Lincare Holdings Inc. (Lincare) is a wholly owned subsidiary of Linde PLC, operating as a holding company, headquartered in Clearwater, FL. Lincare, through its subsidiaries, provides oxygen, nebulizer, sleep apnea, home INR testing, ventilator and enteral therapy as well as healthcare services and other respiratory therapy services to patients in the home. The company also provides home-use medical equipment, including wheelchairs, walkers, and hospital beds. Lincare operates from over 700 locations in 49 states, and employs over 11,000 people nationwide, including 1,300 licensed clinicians. 

In July 2012, Linde PLC, a German-based company that specializes industrial gases, announced it would acquire Lincare for $4.6 billion.

History 
Linde and Lincare share historical ties; Lincare originated from Linde Air Products in the early 20th century under the U.S. subsidiary business of the Linde Group.

In 1879, Carl von Linde founds the Gesellschaft für Linde's Eismaschinen in Wiesbaden, Germany, to sell mechanical refrigeration systems for the brewing and food industries.

In 1907, Carl von Linde traveled to the United States to establish the Linde Air Products in Buffalo, NY, as a subsidiary of Linde.  

In 1917, due to the First World War, Linde lost its U.S. subsidiary from expropriation.

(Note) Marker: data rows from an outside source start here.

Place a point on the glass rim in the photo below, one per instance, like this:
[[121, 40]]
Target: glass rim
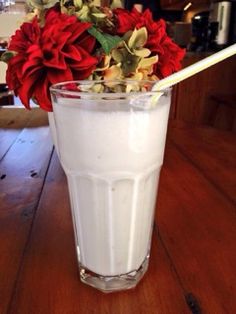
[[56, 88]]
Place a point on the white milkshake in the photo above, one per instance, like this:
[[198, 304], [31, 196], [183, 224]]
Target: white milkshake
[[112, 158]]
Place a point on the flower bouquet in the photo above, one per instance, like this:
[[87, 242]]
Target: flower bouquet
[[100, 65], [77, 40]]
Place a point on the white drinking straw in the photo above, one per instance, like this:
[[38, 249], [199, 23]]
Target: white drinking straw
[[194, 68]]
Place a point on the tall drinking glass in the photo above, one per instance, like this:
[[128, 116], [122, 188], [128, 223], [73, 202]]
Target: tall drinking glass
[[111, 138]]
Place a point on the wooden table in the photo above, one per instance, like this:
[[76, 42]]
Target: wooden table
[[193, 257]]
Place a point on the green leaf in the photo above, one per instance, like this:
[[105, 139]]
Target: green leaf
[[107, 41]]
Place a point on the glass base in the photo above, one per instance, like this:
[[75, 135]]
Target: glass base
[[113, 283]]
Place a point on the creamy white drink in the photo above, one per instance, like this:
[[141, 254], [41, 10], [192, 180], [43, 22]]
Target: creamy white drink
[[112, 160], [111, 147]]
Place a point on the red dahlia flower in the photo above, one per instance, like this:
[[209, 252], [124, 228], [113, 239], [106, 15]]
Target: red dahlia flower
[[170, 55], [58, 51]]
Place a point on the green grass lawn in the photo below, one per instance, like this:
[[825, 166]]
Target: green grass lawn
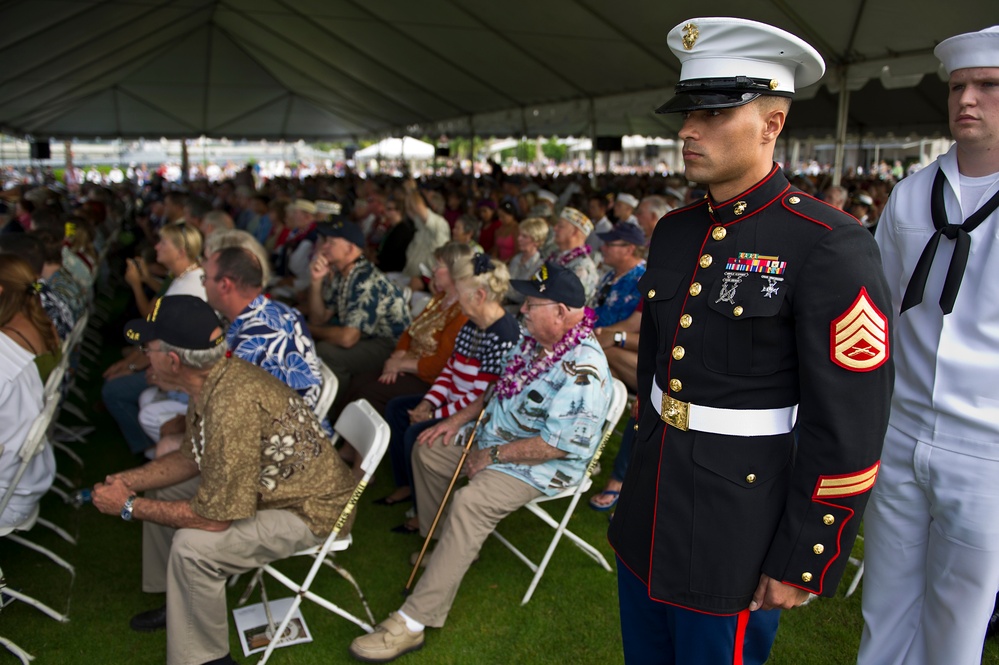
[[572, 617]]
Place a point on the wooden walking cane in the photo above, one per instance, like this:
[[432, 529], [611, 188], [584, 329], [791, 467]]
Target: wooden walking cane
[[444, 500]]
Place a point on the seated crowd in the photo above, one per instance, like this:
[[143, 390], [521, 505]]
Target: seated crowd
[[433, 301]]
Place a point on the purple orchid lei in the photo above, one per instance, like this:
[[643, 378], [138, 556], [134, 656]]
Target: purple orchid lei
[[519, 374], [573, 254]]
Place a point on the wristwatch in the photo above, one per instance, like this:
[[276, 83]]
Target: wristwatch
[[126, 511]]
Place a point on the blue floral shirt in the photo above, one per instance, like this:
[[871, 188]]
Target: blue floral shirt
[[616, 301], [365, 299], [566, 406], [274, 337]]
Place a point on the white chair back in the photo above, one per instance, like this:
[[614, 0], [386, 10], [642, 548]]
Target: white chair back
[[328, 391], [33, 444], [619, 398], [361, 426]]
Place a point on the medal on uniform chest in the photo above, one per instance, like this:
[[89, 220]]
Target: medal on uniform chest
[[770, 290], [730, 282]]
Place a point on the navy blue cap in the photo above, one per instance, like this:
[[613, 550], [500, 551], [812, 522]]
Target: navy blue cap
[[626, 232], [341, 228], [553, 282], [186, 322]]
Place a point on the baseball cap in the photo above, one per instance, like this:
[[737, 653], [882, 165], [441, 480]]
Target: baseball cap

Union Carbide Corporation acquired Linde’s U.S. business, formally combining Linde Air Products as a subsidiary of Union Carbide.

In 1972, the precursor to Lincare, Linde Homecare Medical Systems was formed, as a unit in Union Carbide’s industrial gasses division.

In 1984, Union Carbide faced financial issues from a major liability lawsuit in Bhopal, India, due to a chemical plant explosion that killed 3,000 people and left 50,000 more with life-long injuries. As a result of the lawsuit in India, and a hostile takeover attempt from GAF Corporation, Union Carbide bought back 55 percent of its stock, and in the process went $3 billion into debt. To alleviate the debt, Union Carbide sold off some of its holdings, including spinning off Linde Homecare Medical Systems into Lincare Inc in 1987.

In 1990, Union Carbide sold its remaining 50 percent equity stake in Lincare Inc., to a group of investors and Lincare executives, who renamed the company Lincare Holdings.

In 1992, the partner owners of Lincare Holdings took the company public on the NASDAQ, and completed its initial public offering, raising $50 million.

Over the next 18 years, Lincare Holdings became the largest respiratory therapy provider in the United States, serving more than 800,000 patients in 48 states. Lincare’s success was in part due to its aggressive acquisition strategy in the late 1990s through the early 2000s, where it purchased operating assets of 33 local and regional competitors plus the common stock of several other companies.

In July 2012, The Linde Group acquired Lincare Holdings for $4.6 billion. Lincare was Linde’s largest acquisition since it bought BOC Group Ltd. In 2006. By acquiring Lincare, Linde doubled sales in its North American Gases Division, and officially brought Lincare back into the Linde family.